My first memory of Phil Hughes comes from my first year covering the Yankees minor league system. Hughes was the biggest prospect in the organization — and one of the biggest in the game — and although he didn’t know it at the time, he was a few months from his big league debut. I remember asking Hughes to tell me the craziest thing he’d heard about himself.
He said he’d just heard a comparison to Roger Clemens, and he was laughing about it.
Hughes has always been that kind of guy. He’s laid back and quick to laugh, and he’s always been easy to deal with. He was easy to deal with when he was a massive prospect in Triple-A. He was easy to deal with when he was a Major League all-star. He was easy to deal with when things fell apart in the first half of last season.
But behind that laid back attitude, there’s always been a sense that Hughes cares about his production. I’ve seen hot-shot prospects who thought it didn’t matter when they struggled, because they thought opportunities would be infinite. Hughes has never been that way. When he struggles, you can sense his disappointment. He might do a good job of dealing with that disappointment, but the disappointment is certainly there.
You get a sense of that in Mark Feinsand’s story in today’s Daily News.

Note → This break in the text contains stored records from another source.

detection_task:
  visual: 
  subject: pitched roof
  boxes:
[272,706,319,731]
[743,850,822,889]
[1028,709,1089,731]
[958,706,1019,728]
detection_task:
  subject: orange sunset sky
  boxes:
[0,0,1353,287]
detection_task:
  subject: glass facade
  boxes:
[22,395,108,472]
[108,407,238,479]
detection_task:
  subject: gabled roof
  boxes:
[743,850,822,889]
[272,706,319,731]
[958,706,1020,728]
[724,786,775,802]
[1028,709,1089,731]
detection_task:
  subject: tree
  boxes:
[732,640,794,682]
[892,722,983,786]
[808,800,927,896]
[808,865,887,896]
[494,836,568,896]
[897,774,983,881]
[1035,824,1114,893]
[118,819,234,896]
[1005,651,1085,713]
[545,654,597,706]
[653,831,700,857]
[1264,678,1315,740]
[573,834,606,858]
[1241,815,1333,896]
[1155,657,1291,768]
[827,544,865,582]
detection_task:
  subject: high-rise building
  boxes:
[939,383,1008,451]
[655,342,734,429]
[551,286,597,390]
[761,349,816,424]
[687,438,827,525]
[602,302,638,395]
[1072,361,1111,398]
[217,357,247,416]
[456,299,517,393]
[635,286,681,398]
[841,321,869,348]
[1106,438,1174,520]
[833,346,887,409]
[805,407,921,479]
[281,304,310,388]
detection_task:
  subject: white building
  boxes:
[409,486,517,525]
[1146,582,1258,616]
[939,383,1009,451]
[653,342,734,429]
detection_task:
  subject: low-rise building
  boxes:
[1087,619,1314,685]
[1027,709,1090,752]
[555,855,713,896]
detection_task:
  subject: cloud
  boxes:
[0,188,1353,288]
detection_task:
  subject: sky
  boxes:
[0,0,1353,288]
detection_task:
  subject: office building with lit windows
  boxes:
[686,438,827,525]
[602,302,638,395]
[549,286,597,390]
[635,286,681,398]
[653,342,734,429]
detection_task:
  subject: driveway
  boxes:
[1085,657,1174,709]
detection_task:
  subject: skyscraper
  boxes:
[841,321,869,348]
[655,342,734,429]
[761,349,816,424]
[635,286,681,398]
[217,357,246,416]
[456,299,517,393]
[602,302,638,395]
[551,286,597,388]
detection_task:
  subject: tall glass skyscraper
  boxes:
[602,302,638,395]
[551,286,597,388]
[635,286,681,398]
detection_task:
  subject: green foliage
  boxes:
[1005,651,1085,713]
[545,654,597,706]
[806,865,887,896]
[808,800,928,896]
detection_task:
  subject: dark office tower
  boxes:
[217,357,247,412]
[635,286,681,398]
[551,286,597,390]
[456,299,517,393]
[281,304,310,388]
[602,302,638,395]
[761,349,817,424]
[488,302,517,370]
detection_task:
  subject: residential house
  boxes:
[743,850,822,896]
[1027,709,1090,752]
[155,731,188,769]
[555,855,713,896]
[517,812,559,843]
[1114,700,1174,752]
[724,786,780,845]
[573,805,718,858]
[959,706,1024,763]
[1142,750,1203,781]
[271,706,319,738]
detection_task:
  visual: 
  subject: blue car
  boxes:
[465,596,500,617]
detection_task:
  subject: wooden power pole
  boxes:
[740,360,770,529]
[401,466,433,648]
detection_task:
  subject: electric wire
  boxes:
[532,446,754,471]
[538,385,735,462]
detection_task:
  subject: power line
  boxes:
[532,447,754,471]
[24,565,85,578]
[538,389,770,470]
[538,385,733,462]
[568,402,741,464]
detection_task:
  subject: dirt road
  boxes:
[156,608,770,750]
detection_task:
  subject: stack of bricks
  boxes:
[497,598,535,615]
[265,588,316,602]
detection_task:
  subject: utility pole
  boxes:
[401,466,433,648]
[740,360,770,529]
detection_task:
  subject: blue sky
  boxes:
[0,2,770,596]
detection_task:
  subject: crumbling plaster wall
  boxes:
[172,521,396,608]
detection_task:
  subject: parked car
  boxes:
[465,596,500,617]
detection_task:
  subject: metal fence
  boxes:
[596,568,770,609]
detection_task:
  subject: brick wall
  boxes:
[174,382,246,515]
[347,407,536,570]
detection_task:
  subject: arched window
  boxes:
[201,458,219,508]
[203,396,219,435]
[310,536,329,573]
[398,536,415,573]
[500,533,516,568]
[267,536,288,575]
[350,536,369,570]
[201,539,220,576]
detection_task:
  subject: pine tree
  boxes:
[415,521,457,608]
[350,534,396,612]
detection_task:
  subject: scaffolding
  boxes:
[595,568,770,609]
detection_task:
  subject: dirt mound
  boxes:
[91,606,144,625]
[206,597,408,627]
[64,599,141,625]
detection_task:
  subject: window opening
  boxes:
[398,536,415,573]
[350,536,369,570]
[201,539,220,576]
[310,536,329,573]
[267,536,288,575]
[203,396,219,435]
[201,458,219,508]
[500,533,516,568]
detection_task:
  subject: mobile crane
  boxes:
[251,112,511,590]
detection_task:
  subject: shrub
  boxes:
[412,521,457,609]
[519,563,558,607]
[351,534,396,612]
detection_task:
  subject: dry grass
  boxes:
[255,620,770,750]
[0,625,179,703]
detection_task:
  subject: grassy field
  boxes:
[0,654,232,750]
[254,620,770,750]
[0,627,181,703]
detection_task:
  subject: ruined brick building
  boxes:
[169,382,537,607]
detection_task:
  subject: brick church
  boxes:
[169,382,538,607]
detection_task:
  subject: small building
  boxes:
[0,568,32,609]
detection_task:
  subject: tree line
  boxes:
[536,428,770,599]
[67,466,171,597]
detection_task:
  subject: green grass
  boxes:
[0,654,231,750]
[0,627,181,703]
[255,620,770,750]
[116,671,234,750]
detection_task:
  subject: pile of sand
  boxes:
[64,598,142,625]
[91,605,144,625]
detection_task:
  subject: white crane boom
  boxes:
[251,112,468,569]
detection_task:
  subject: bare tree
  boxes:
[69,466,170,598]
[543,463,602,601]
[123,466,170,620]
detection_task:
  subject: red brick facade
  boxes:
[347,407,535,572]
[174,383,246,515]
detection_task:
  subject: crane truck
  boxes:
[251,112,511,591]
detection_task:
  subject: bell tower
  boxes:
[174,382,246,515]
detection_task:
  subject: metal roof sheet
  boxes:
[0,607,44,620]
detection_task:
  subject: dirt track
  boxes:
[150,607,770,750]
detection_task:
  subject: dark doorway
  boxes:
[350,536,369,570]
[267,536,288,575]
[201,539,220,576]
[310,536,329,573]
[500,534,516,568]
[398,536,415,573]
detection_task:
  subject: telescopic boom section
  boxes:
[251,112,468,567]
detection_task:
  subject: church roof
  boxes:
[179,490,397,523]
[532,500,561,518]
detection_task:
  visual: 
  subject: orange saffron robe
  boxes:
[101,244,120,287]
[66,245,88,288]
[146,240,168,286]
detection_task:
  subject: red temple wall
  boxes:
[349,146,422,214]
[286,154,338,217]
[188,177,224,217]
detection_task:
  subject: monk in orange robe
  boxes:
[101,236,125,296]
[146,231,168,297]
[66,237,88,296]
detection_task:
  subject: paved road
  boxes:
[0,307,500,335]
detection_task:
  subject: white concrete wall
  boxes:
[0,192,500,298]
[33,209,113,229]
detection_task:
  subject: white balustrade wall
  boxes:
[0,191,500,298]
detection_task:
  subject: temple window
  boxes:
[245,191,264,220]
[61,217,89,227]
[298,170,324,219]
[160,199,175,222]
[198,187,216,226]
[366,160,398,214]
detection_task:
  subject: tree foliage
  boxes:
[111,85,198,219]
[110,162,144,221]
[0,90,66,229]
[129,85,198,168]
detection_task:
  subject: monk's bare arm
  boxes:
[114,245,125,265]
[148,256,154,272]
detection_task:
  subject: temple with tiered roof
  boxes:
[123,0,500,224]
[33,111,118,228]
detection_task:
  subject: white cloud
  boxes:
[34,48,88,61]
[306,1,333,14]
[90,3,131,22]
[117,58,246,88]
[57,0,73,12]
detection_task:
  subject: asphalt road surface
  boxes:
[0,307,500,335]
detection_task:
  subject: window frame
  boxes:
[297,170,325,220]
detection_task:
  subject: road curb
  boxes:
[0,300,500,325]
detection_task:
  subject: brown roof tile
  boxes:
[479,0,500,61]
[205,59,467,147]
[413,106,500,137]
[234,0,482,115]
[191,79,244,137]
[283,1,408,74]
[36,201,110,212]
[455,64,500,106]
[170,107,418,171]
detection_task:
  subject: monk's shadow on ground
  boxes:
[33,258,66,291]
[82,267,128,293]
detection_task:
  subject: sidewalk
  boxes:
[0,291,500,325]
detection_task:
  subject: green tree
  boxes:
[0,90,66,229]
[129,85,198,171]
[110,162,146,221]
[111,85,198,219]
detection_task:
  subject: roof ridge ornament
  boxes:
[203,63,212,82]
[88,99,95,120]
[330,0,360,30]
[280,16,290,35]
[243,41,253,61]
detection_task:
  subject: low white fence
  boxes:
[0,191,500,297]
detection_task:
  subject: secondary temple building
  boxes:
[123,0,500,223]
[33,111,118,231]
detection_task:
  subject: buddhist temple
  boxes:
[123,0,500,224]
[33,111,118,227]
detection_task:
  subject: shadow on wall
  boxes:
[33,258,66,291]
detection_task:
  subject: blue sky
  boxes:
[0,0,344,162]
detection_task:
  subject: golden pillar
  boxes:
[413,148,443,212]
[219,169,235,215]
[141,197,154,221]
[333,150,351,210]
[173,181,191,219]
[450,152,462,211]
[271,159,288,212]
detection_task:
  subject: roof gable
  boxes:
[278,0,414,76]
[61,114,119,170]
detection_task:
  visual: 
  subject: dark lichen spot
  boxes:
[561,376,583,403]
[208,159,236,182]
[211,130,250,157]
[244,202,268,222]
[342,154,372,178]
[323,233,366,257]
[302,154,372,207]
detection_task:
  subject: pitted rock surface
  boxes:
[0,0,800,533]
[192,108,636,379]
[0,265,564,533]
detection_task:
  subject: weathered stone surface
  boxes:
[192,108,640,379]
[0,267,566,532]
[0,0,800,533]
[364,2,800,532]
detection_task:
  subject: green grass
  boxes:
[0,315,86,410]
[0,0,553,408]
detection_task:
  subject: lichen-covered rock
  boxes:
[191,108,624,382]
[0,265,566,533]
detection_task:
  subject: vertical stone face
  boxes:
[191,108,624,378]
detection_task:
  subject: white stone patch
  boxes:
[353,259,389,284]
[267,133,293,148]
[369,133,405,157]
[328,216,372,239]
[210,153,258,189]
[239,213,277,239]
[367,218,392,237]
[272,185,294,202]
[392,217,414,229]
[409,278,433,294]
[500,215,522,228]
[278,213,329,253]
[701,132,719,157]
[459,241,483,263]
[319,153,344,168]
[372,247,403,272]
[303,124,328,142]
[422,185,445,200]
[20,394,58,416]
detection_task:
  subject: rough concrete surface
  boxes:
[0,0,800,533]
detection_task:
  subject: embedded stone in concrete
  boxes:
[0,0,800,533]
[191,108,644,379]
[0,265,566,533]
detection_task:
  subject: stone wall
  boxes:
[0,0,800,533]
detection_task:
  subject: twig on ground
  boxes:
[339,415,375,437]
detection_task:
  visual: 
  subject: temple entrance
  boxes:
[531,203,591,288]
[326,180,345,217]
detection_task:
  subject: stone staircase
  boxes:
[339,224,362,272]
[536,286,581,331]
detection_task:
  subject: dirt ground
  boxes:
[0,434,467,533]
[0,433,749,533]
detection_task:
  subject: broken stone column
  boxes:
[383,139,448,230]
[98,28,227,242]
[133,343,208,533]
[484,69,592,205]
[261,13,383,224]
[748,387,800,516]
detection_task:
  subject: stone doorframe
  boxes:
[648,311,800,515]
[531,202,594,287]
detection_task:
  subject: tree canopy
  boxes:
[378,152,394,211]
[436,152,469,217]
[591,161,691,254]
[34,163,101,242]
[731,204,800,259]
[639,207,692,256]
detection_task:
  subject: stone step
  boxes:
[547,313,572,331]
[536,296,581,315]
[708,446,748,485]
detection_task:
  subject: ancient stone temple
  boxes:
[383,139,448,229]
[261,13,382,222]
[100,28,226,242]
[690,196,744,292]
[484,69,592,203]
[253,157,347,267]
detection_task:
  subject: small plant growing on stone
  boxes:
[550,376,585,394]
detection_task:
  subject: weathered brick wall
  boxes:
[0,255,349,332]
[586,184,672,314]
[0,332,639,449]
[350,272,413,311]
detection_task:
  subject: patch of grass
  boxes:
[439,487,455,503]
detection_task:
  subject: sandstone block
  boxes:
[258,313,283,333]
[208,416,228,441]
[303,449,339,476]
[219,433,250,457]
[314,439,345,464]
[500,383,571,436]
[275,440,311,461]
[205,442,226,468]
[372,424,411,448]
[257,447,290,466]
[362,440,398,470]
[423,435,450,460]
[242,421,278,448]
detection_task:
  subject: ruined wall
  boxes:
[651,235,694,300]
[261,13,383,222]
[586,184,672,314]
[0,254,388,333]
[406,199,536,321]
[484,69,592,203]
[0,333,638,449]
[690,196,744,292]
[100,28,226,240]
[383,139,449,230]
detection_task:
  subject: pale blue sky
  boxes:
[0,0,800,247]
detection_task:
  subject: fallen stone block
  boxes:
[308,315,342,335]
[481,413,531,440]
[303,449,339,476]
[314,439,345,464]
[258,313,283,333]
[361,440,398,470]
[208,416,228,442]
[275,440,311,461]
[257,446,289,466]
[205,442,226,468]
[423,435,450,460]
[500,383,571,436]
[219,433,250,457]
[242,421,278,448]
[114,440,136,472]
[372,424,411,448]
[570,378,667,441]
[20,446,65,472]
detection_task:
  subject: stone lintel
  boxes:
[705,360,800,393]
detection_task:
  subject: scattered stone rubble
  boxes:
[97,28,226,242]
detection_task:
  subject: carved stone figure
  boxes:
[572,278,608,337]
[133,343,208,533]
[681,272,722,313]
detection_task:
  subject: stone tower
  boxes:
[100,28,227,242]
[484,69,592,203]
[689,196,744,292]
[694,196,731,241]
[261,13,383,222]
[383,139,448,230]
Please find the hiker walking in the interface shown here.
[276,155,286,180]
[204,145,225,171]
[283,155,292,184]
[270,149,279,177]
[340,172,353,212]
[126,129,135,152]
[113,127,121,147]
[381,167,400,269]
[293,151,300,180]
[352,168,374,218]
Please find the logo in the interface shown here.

“I’m at a point where the patience is running out,” Hughes said. “I’m not a prospect anymore, and I’m not 21 years old anymore. You’re gauged on what kind of year you had, not what you’re capable of doing.”
After an up-and-down season, Hughes has committed himself to getting in better shape this offseason. He’s also started his offseason throwing program a month earlier than usual.
“I’m certainly not at the point in my career where I can come in and go through the motions, and if I give up eight runs in an outing, it’s all good because it’s spring training,” Hughes said. “For me, coming off a bad season, I’m trying to do as much as I can to make sure that I’m ready to go when spring training rolls around.”